En este mes “patrio”, en lugar de niños abanderados (¿quién se habrá inventado el término?) ondeando la bandera y zapateando al ritmo de marchas marciales, preferiría niños ondeando el espíritu crítico. Nos estamos dejando arrastrar por una visión de la calidad educativa sin ponerla a discusión.
Hace poco tiempo, algunas (y luego algunos) profesionales en antropología, pedagogía, sociología, ciencia política y ciencias de la salud, desde su vocación de educadores, decidieron reunir esfuerzos para abordar la problemática del sistema educativo con vistas a generar procesos investigativos que apoyen la labor docente, la incidencia en políticas públicas y la articulación social. El trabajo de EDUCA-Guatemala (educaguatemala.blogspot.com) promete. Ha empezado a promover el debate sobre el por qué y el para qué de la educación. No se le puede pedir peras al olmo. Seamos crudos: el sistema educativo en Guatemala está ulcerado. Yo soy de las que opinan que con una sola experiencia extraordinaria de enseñanza-aprendizaje, los niños tendrán en su bagaje un pequeño motor que los impulse a “transformar, rehilar, jugar, reír, soplar, crear, generar” así como el reguilete del logo de EDUCA.

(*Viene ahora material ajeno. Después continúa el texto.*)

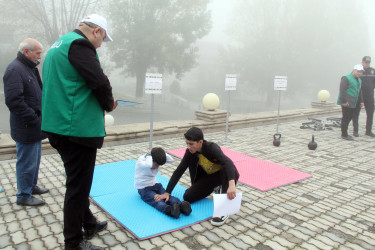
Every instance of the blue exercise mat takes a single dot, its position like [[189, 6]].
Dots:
[[113, 190]]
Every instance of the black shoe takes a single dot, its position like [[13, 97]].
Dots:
[[32, 201], [218, 221], [348, 137], [85, 246], [89, 233], [185, 208], [39, 190], [173, 211]]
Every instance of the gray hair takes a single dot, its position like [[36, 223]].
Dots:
[[29, 44]]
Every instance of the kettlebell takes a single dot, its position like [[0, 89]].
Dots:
[[312, 145], [276, 140]]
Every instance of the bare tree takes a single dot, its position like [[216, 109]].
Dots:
[[56, 17]]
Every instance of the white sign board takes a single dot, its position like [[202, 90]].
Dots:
[[230, 82], [280, 82], [154, 83]]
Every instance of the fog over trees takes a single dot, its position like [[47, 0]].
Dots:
[[194, 43]]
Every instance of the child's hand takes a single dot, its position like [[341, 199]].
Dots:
[[164, 196]]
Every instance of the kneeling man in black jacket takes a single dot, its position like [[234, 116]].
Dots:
[[209, 167]]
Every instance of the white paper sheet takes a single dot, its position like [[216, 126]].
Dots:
[[223, 206]]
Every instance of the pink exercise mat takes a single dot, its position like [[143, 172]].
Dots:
[[257, 173]]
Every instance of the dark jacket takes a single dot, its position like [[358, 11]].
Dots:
[[368, 85], [23, 96], [213, 153]]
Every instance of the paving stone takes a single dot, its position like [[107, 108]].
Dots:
[[109, 240], [203, 240], [5, 241], [334, 209]]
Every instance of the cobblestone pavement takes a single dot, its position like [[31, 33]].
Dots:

Una maestra decidió en el mismo instante en que oyó cómo su alumna de cuatro años contaba en clase que había perdido a su papá, hacer un proyecto sobre la muerte, sobre los seres que amamos y sobre la vida. El proyecto engendró un hermoso mural donde los niños plasmaron, titubeantes como principiantes, su nombre y sus piedras de colores. La maestra aprendió con esos dibujos, los niños se lanzaron en la escritura, y nosotros sonreímos todas las mañanas al ver ese hermoso mural de arcoíris.